7 Conclusion and Future work

Multimodal problem considers two different inputs like text and image. An unsupervised technique called LDA is used extensively to identify topics from captions. Individual extraction of both modality features is possible.  Adding a topic to multimodal features in the HITT layer helps the model to guide multimodal features according to topics. The topic-guided multimodal summary generates better results when incorporating an intermediate fusion for semantic-related words. When the Topic is added as a solution to address the semantics and linguistic problems of multimodal summary, the model generates an efficient summary, but sometimes the model generates ’NaN’ values as this fails to learn topic-related words at the time of summary generation because of a lack of more topic words.  As this problem needs more concentration in future by increasing topic vocabulary.  Also, the model retrieves relevant images to the generated summary by proposing a caption-summary order space technique to the abstractive multimodal summary.

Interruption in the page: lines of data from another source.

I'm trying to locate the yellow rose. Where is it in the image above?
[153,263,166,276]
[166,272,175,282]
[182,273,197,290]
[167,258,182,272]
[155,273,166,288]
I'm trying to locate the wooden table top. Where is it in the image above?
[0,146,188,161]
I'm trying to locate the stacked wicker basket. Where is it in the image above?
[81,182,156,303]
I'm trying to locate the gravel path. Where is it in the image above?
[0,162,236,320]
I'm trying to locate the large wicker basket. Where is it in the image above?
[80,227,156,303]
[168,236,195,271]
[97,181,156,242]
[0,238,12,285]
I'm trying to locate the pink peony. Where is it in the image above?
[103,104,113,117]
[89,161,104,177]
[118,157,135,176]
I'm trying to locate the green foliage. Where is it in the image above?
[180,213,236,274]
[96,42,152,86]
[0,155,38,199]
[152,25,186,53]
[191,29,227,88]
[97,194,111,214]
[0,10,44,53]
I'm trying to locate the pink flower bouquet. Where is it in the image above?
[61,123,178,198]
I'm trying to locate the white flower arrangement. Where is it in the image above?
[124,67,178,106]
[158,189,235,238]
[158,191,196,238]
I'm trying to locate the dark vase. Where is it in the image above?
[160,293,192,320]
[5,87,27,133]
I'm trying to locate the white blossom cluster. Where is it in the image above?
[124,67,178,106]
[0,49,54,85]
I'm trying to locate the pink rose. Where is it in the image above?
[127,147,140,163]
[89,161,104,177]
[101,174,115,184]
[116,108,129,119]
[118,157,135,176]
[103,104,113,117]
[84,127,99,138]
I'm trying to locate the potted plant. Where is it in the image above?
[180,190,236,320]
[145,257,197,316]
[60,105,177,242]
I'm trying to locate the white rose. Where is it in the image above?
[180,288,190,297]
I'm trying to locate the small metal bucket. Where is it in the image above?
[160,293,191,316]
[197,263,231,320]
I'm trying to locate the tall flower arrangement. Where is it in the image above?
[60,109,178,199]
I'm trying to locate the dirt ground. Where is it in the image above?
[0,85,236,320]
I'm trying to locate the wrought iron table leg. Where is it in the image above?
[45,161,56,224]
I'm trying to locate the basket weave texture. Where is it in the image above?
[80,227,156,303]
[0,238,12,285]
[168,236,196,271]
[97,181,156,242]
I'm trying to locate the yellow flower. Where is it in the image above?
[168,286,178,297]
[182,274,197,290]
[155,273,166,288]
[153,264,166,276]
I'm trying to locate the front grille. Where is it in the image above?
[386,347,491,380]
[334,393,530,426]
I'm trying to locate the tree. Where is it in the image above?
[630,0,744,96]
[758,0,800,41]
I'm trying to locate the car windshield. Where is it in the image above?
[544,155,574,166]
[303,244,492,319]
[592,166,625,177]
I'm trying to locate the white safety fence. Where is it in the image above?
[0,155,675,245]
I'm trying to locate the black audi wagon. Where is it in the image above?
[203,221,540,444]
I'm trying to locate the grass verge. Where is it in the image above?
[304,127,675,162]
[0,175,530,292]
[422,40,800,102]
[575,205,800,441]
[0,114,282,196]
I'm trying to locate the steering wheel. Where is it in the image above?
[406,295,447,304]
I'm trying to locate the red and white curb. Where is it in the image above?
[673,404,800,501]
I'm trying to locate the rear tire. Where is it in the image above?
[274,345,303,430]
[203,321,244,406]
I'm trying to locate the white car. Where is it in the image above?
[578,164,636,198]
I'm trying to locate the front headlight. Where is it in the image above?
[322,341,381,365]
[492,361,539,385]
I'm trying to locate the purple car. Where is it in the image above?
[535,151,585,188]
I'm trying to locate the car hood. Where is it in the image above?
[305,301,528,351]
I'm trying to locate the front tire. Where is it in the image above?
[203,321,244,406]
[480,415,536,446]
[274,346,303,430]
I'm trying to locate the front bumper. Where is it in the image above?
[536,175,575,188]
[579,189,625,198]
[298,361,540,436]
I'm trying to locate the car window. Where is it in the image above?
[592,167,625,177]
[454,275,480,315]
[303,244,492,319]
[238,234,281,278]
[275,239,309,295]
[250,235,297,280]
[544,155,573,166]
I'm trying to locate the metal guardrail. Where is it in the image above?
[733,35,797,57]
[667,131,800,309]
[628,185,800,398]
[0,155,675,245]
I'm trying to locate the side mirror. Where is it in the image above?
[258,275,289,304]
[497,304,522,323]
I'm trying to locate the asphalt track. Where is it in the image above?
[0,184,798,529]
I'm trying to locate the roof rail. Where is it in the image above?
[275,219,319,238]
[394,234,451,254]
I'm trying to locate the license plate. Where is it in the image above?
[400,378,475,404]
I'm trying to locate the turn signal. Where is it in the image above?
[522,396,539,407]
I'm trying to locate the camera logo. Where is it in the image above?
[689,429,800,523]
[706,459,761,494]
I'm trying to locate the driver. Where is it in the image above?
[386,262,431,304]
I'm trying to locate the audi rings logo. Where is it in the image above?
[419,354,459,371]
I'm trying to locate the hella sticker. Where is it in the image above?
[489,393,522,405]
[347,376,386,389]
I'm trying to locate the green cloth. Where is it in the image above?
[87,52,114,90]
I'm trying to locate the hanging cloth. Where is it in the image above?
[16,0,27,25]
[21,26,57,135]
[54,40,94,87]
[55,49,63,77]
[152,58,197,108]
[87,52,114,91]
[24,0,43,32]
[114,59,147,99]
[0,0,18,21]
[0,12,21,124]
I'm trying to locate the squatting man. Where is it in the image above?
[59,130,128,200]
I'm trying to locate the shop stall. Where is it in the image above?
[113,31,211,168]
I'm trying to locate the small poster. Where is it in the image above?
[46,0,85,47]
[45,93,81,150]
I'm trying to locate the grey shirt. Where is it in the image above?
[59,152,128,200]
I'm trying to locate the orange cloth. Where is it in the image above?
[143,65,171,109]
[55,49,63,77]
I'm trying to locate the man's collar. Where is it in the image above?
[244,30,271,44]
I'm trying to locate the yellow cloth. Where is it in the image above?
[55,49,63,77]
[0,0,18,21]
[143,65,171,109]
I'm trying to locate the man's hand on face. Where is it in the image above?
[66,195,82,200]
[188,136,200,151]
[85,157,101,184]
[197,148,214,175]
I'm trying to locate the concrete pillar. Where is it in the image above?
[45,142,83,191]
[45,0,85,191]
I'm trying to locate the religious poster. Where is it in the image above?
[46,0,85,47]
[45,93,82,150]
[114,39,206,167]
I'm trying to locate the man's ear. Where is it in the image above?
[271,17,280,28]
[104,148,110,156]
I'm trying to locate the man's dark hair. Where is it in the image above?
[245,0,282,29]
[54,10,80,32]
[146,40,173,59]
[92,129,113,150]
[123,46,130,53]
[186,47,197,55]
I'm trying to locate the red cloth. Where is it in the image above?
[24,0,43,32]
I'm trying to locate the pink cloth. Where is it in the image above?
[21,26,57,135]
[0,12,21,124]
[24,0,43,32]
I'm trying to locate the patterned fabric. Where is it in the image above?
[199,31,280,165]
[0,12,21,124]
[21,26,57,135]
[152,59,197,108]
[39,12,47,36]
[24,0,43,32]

However, the problem can enhance by adding audio or video modalities to make a complex problem such as text, image and video or audio by extracting features from all modalities and merging them with topic modelling. Then, the related and identical features of the topic are extracted with the same context and form a cluster by proposing a new technique that helps address the linguistics and semantics of multimodal summary and guides the multimodal features to generate a meaningful summary.